Suncor Energy Inc. (NYSE:SU), Canada’s top crude oil producer, reported a 90 percent drop in first-quarter operating profits amid the steep decline in global oil prices. The Calgary, Alberta, company this week posted a net loss of 341 million Canadian dollars ($283.5 million), or 24 Canadian cents a share, compared with a net profit of C$1.49 billion a year earlier. Gross revenues totaled C$2.3 billion for the first three months of 2015, compared with C$3.89 billion for the same period last year.

Suncor said its quarterly results reflected the Canadian dollar’s weakening against the U.S. greenback, including a C$940 million after-tax foreign-exchange loss on the revaluation of U.S. dollar-denominated debt.

Global oil prices have dropped by about half since last summer as crude production far outpaced demand in emerging economies. On Thursday, Brent crude was trading at US$65.84 a barrel, far below the break-even oil prices of major new Canadian oil sands projects. Suncor’s Fort Hills development, Canadian Natural Resources Ltd.’s Horizon expansion and Imperial Oil Ltd.’s Kearl Phase 2 all need oil prices of US$90 per barrel or higher to outweigh the expensive production costs, Citigroup Global Markets Inc. found in a January study.

The Canadian oil sands patch is among the most expensive areas to develop -- much of the crude must be mined or melted out of the ground -- making the country's energy companies among the hardest hit in recent months.

To offset losses from low oil prices, Canada’s oil sands producers are ramping up production volumes and pressing ahead with multibillion-dollar investment plans.

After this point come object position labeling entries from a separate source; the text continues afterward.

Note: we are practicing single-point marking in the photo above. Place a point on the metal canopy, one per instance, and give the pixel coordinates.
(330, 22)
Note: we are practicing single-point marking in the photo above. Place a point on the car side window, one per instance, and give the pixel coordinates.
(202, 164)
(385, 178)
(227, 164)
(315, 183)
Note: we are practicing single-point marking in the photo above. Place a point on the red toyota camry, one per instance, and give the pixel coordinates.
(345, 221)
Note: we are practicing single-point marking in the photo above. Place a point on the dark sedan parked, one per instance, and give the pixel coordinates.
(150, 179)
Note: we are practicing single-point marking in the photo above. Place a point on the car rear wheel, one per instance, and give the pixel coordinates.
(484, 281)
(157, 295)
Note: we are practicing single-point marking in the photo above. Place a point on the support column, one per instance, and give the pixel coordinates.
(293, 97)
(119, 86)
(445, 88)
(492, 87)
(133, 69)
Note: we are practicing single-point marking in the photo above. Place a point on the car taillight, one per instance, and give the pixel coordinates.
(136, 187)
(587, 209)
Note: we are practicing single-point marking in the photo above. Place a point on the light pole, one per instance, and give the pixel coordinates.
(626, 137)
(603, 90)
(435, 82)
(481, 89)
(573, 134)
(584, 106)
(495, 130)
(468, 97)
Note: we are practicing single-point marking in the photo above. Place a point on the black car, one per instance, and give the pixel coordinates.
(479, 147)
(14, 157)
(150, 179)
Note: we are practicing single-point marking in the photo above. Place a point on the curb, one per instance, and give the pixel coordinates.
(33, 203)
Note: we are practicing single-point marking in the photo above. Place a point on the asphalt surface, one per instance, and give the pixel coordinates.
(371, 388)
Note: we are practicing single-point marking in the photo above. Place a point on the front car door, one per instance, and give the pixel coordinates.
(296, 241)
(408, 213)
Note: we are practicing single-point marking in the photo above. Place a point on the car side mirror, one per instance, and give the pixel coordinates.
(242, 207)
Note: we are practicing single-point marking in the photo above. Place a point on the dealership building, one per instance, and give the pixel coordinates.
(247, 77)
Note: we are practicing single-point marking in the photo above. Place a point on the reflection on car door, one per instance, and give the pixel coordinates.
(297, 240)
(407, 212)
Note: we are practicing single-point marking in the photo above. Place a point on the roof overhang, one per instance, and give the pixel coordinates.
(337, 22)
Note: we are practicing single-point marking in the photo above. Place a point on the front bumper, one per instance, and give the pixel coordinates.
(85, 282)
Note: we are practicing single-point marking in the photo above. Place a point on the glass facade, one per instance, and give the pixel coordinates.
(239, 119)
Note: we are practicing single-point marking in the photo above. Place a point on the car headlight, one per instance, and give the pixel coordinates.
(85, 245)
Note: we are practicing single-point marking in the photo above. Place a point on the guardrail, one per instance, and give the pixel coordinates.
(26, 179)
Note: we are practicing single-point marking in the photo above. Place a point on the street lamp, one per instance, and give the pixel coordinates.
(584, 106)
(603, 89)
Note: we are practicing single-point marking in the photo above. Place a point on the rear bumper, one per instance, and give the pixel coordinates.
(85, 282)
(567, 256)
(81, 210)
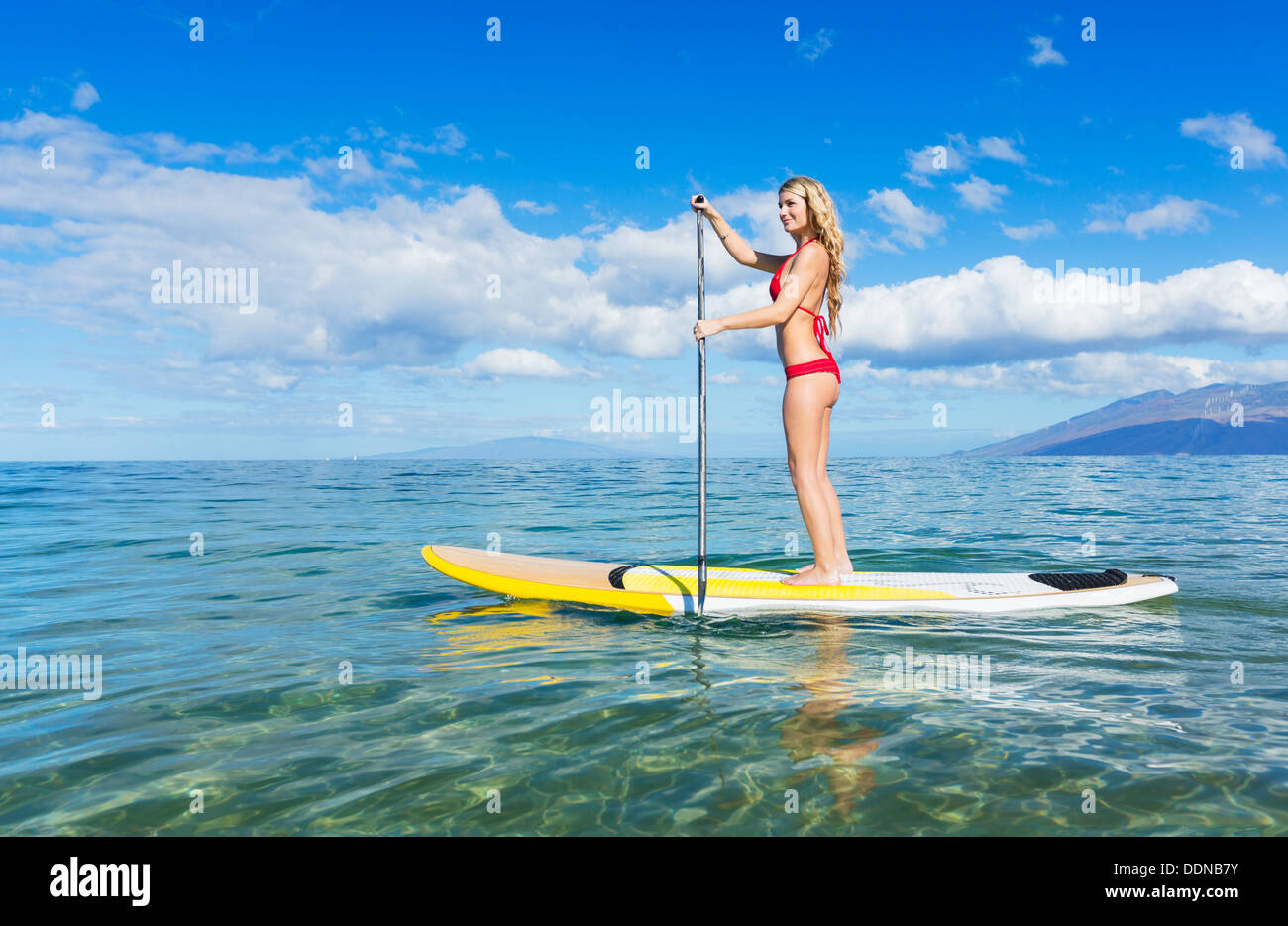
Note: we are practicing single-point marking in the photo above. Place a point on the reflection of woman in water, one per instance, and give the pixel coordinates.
(815, 730)
(814, 274)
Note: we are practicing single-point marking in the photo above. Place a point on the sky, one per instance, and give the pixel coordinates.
(458, 222)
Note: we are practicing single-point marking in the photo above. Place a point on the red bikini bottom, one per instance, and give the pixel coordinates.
(823, 364)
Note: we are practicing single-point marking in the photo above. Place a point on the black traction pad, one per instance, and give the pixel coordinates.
(614, 577)
(1074, 581)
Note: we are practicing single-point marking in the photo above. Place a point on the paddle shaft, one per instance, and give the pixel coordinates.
(702, 432)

Steve Williams, Suncor’s president and CEO, said the C$13.5 billion Fort Hills mining project is on schedule and on budget. “We are starting to see an increase in labor supply and productivity in the Fort McMurray region” of Alberta, he said.

Suncor’s total production averaged 602,400 barrels of oil equivalent a day in the first quarter, up about 10.5 percent from 545,300 barrels a day in the prior year quarter. Oil sands production in particular was up 13 percent to 440,400 barrels per day.

The company said its increased production and lower natural gas prices trimmed its operating costs per barrel by 20 percent to C$28.40 in the first quarter. The Canadian oil giant is on track to curb operating expenses by as much as C$800 million this year.